In 2003, Pack’s two children were killed by a driver who was high on prescription drugs, which she had obtained from multiple doctors. Ever since, Pack has pushed for redevelopment of the database, convincing his local representatives to write various bills, including SB809, which provided the funding to update the database, and a pending bill, SB482, which would require doctors to consult a patient’s medical history before prescribing narcotics for the first time.

“I wanted this thing to be mandatory for the last nine years,” Pack said. “But the medical lobby keeps fighting this.”

The California Medical Association says it will wait to see how well the new system works before agreeing to any requirements.

“Before we make the system mandatory, let’s make sure it’s functional,” said Weedn.

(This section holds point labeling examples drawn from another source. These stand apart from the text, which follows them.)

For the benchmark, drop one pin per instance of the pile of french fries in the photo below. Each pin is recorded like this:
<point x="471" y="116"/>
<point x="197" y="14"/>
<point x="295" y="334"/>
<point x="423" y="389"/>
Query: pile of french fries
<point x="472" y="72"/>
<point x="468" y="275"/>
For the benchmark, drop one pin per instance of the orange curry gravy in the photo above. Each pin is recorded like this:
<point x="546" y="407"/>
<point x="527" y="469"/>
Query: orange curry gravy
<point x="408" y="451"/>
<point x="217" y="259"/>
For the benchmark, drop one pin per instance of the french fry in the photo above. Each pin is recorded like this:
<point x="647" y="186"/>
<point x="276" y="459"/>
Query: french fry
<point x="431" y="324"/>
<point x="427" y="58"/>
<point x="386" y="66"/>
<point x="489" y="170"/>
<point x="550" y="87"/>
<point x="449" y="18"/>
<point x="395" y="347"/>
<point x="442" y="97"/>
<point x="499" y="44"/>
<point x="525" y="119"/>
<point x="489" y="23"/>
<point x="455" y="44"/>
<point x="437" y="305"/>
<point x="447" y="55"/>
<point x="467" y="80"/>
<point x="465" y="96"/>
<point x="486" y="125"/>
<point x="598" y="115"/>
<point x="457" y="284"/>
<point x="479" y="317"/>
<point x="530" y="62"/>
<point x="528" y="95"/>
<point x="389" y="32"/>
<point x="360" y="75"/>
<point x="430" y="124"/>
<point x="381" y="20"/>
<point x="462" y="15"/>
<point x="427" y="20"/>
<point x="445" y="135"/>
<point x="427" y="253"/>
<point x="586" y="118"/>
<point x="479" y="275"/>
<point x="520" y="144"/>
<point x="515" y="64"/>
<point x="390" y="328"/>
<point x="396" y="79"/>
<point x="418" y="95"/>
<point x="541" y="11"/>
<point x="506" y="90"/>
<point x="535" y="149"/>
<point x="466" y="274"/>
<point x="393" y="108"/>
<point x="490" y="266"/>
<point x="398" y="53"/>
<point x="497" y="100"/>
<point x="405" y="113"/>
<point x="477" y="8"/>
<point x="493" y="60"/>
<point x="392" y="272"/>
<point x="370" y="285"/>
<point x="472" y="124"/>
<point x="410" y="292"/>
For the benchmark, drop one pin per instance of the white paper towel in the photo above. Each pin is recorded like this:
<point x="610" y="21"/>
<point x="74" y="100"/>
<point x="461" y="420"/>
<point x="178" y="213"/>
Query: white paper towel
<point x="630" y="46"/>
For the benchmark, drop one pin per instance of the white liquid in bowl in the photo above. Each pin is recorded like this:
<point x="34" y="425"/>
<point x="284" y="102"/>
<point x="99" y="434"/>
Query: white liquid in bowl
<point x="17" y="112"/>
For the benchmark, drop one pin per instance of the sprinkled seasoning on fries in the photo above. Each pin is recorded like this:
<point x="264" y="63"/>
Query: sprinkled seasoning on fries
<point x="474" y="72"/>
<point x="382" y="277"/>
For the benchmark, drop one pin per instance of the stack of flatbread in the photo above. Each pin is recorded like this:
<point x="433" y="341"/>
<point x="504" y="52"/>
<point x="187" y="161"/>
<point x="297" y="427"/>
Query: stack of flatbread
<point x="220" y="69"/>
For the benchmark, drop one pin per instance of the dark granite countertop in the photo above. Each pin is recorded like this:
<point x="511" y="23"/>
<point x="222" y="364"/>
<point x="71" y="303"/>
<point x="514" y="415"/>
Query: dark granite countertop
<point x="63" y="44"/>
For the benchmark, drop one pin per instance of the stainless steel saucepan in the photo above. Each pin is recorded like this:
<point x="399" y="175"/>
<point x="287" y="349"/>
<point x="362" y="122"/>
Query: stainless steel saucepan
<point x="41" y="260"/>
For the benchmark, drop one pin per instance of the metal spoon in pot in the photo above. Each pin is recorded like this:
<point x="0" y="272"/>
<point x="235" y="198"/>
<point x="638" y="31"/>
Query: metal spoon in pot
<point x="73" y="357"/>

While 49 states have a prescription drug database in one form or another, only about 10 states require doctors and pharmacists to check it before writing new prescriptions, including Kentucky and New York. Some studies show that the number of narcotic prescriptions written in those states went down after the mandate, and enrollment in addiction treatment went up, though it is unclear if some drug abusers may have turned to street drugs instead.

Congressman Mark DeSaulnier, D-California, who authored SB809 when he was a state assemblyman representing Walnut Creek, says he wants to bring some of these reforms to the national level, starting with incentivizing states to upgrade their systems.

These can be wonderful drugs,” he said, “but they're disastrous if not used right.”